The agent said, “Home?”

Bernie considered. “Let’s go see the old man, then I won’t have to go tonight. How come I don’t have one of your FBI females following me around? Somebody who knows how to get it on, on the dance floor? Do you even have anyone like that?”

“We asked, and none of the women volunteered,” the agent said.

Bernie said, “Don’t know what they’re missing.” The ChapStick in his pocket pressed on his leg like a concealed carry weapon, which, he supposed, it was. “How’s my hair look?”

· · ·

They were only at the hospital for a few minutes.

Leonid Sokolov had been mostly immobile since his operation, and when Bernie entered the hospital room—his two bodyguards remained in the hall—the two agents inside the room nodded at him, and one said, “He woke up a little bit, around lunch time and again around dinner time. Couldn’t eat anything.

Doc said he could be more responsive tomorrow, when they start backing off the painkillers. ”

“I’m always surprised you’re not dead from the boredom,” Bernie said.

“We’re okay,” one of the agents said.

Bernie nodded and moved to the far side of Leonid’s bed, and asked, softly, “How are you, Papa?”

Leonid Sokolov didn’t respond, but did snore, a little snorting sound. The two FBI agents were in chairs oriented toward the door, both of them were looking at laptop computers, and their backs were to the Sokolovs.

Bernie slipped the ChapStick tube out of his pocket, and, watching the agents, pulled the sheet loose along the side of the bed.

Leonid was wearing a hospital gown, which left his legs exposed.

Bernie took the top off the tube and dragged it along the exposed flesh on Leonid’s leg.

The pink poison left a barely perceptible streak on Leonid’s skin, which Bernie had been told would fade in minutes.

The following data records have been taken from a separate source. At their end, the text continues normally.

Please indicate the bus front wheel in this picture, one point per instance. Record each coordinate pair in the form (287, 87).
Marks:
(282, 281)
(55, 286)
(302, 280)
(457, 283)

He put the top back on the tube, dropped it in his pocket, tucked the sheet back in, and said in his most depressive voice, “He doesn’t seem to improve. ”

One of the agents turned in his chair and said, “Maybe tomorrow.”

Bernie bent over his father’s bed, kissed him on the forehead, then whispered in his ear, which the agent thought was touching, possibly some kind of Russian prayer, because he couldn’t hear Bernie say, “Suck on this, you miserable motherfucker.”